Detection Methods for CVE-2023-26117
Indicators of Compromise
- Unusual CPU spikes correlated with incoming HTTP requests to AngularJS applications
- Extended response times or request timeouts on endpoints using $resource service
- Application server logs showing requests with abnormally long strings containing repetitive character patterns
- Memory and CPU resource exhaustion alerts on servers hosting AngularJS applications
Detection Strategies
- Monitor application performance metrics for sudden degradation in response times when processing specific request patterns
- Implement request payload analysis to detect strings with excessive length or repetitive character sequences targeting known ReDoS patterns
- Deploy Web Application Firewall (WAF) rules to identify and block requests containing potential ReDoS payloads
- Use runtime application self-protection (RASP) solutions to detect and terminate long-running regex evaluations
Monitoring Recommendations
- Enable detailed logging for the $resource service to capture request parameters and URL patterns
- Set up alerting thresholds for CPU utilization spikes on application servers
- Implement request timeout monitoring to detect endpoints experiencing unusual latency
- Deploy SentinelOne Singularity Platform for real-time detection of resource exhaustion attacks and anomalous application behavior
How to Mitigate CVE-2023-26117
Immediate Actions Required
- Audit all applications using AngularJS to identify usage of the $resource service
- Implement input validation and length limits on all user-supplied data that may be processed by $resource
- Deploy rate limiting on endpoints that utilize the affected service to reduce the impact of DoS attempts
- Consider migrating from AngularJS to Angular (Angular 2+), as AngularJS has reached end-of-life status
Patch Information
Organizations should consult the distribution-specific security advisories for patched versions:
- Fedora: Security updates have been released. See the Fedora Package Announcement for details.
- Debian: LTS users should review the Debian LTS Announcement.
- WebJars: Multiple distributions are affected including bower, bower-github, and npm variants.

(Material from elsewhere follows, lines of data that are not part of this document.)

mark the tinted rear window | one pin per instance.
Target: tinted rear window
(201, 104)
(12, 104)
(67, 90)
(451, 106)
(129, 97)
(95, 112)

See the Snyk vulnerability database for specific package details: SNYK-JS-ANGULAR-3373045.
Note that AngularJS reached end-of-life on December 31, 2021, and no longer receives official security updates from the AngularJS team.
Workarounds
- Implement request payload size limits at the web server or load balancer level to prevent excessively long inputs from reaching the application
- Add timeout mechanisms for regex operations to prevent runaway processing
- Deploy a Web Application Firewall (WAF) with rules to detect and block ReDoS attack patterns
- Consider wrapping $resource service calls with input sanitization that strips or rejects potentially malicious character patterns
# Example nginx configuration to limit request body size
# Add to server or location block to mitigate large payload attacks
client_max_body_size 1m;
client_body_timeout 10s;
# Rate limiting configuration
limit_req_zone $binary_remote_addr zone=api_limit:10m rate=10r/s;
limit_req zone=api_limit burst=20 nodelay;
Disclaimer: This content was generated using AI. While we strive for accuracy, please verify critical information with official sources.